I also learned exactly one word of Tagalog - for most of the trip I thought “mabuhay” was just the Tagalog version of “aloha,” but it’s actually cooler, as I learned from the in-flight magazine on the way back to Manila. It’s the imperative form of the verb “live,” and it’s used as hello, goodbye, welcome, congratulations, thank you, cheers, etc.
4 Comments
It’s nice to know that overall, you had fun in the Philippines. Pardon us for the inconveniences and the shameful characters that you met. We hope that someday, they’ll be obliterated from this planet.
Mabuhay ka!
not a druggy place? Hahha. Thats a good one. Its shabu (meth) capital. You mentioned the water being so pristine and clean yet posted a picture of the rampant algae bloom that take a quarter of the year here. Its not unsafe by any means, but its easily not ‘clean’ water. It cant grow without the seasonal phosphates that wash down. Either way, your own pic looked nasty and showed the beach to be nasty as well.

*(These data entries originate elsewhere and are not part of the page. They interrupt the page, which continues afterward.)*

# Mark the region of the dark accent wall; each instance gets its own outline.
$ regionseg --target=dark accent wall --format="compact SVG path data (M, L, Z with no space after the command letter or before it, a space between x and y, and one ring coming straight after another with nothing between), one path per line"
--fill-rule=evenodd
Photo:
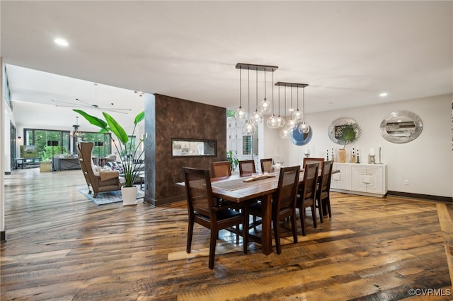
M226 110L160 94L146 95L145 196L154 206L185 199L183 167L210 170L226 159ZM214 139L216 157L172 158L171 138Z

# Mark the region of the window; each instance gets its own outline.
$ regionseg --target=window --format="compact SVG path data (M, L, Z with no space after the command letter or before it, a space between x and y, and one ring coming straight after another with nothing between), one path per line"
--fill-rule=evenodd
M252 154L252 136L242 136L242 155L251 155Z
M112 153L110 137L107 133L99 134L84 131L81 135L81 141L94 142L93 155L97 157L103 158Z
M48 146L47 141L57 141L58 145ZM41 160L50 160L54 155L69 153L69 131L25 129L23 143L35 146Z

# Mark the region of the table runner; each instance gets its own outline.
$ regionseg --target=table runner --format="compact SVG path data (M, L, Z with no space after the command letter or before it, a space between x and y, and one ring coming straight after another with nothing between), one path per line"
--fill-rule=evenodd
M232 191L234 190L242 189L243 188L251 187L252 186L260 185L263 183L269 183L278 181L278 175L275 177L259 179L249 182L244 182L243 180L248 178L240 178L226 181L213 182L211 183L212 187L219 188L224 190Z

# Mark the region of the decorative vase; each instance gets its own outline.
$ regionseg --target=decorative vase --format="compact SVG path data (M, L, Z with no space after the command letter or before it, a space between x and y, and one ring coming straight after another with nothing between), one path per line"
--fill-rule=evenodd
M137 187L121 187L121 194L122 195L122 206L137 205Z
M346 163L346 150L344 148L340 148L337 150L337 162L338 163Z

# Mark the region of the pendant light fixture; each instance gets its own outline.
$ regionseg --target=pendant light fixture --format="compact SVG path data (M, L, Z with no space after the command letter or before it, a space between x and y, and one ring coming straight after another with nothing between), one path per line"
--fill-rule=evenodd
M250 67L248 68L248 114L250 114ZM253 124L253 122L251 120L250 118L248 118L248 120L247 120L247 122L246 123L246 124L244 124L243 127L242 128L242 133L244 135L253 135L253 134L255 134L255 124Z
M236 68L237 68L237 66L236 66ZM242 78L241 76L241 74L242 74L242 69L241 68L241 66L239 66L239 107L238 108L238 110L236 110L234 112L234 118L236 118L236 120L238 122L241 120L246 120L247 118L248 117L248 114L247 114L246 110L242 108L242 98L241 98Z
M286 88L285 89L285 117L283 117L283 119L285 120L285 119L286 119ZM282 126L280 128L280 131L279 134L280 135L280 138L288 138L288 136L289 136L289 130L288 130L288 129L287 129L286 126Z
M297 88L297 109L292 112L292 119L296 121L296 122L302 119L302 112L299 110L299 87Z
M274 83L273 83L273 85ZM258 105L258 110L260 113L263 114L269 114L271 112L270 103L266 100L266 69L264 69L264 99L260 102L260 105Z
M269 129L277 129L277 117L274 114L274 70L272 71L272 115L268 118L268 127Z
M263 122L263 114L258 110L258 67L256 67L256 109L252 114L251 120L256 126Z
M278 116L277 117L277 128L285 126L285 118L280 116L280 86L278 86Z
M291 108L289 109L289 112L294 112L294 109L292 108L292 85L289 85L289 87L291 88ZM285 92L286 95L286 86L285 87ZM285 102L286 103L286 97ZM291 114L291 119L288 120L285 127L288 131L292 131L297 127L297 122L292 118L292 114Z
M76 124L73 124L74 131L72 131L72 136L76 137L79 136L79 116L76 116Z
M310 131L310 126L305 123L305 87L309 85L304 85L302 88L302 123L299 126L299 131L301 134L308 134Z
M236 69L239 69L239 74L241 74L241 70L243 69L247 69L248 70L248 111L246 112L246 110L244 110L242 107L241 107L241 95L239 95L239 108L238 110L236 110L235 113L234 113L234 117L236 117L236 120L247 120L246 124L244 125L244 126L243 127L243 131L245 133L246 131L249 133L251 131L252 131L252 126L248 124L249 123L251 123L252 124L253 124L253 122L257 122L256 124L258 124L258 123L259 122L263 122L263 114L265 114L263 113L263 112L265 112L267 113L270 112L270 110L272 109L273 111L273 102L274 102L274 87L273 87L273 84L274 84L274 71L275 70L277 70L278 69L278 66L268 66L268 65L256 65L256 64L241 64L241 63L238 63L236 64ZM255 113L253 113L253 115L250 115L250 69L256 69L256 110L255 112ZM272 71L273 73L273 77L272 77L272 83L273 83L273 103L272 103L272 107L270 106L270 103L269 102L269 101L268 101L266 100L266 83L265 83L265 73L268 71ZM260 102L260 104L258 104L258 71L264 71L264 100L263 101L261 101ZM239 81L241 82L241 78L239 78ZM241 90L241 84L239 84L239 90ZM259 114L256 114L256 113L259 113ZM275 117L275 115L273 114L273 115L274 117L274 118L272 118L272 116L270 118L270 120L268 119L267 123L268 123L268 126L275 126L275 124L276 124L276 117ZM253 133L255 132L256 128L253 125ZM272 127L271 127L272 128Z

Its a dirty place. Trash is on the beach all day, every day. The sand is no closer to flour than dirt.the only fine sand is far down station 1 where they imported beach sand, if you can believe that, but the entire beach is coarse coral sand.
i’m glad you had a lovely time at boracay and that is a gorgeous, gorgeous photo (the first one of the sea and the boat!). i love boracay - have been going there since the 80s when you could only access it by chartered small planes and there were only really basic huts on the beach (Pearl of the Pacific which is now a massive hotel), chicken barbecue when you asked really nicely, and peanut shakes by the one enterprising guy with a blender. i’m sad it’s become such a resort island but i guess that was the only way for it to go. i wish the people with the influence and ability would make a real effort to address its environmental problems (shrinking sands because of the dying reef and pollution).
the previous commenter was quite uncharitable about the sand - which is truly beautiful on the top end. but under threat. sadly it’s true about the water quality which, on white beach, waxes and wanes depending on the way the wind is blowing.
good wishes and thanks for coming to the philippines.
Gosh, just noticed the date of this post. 2008! Mabuhay!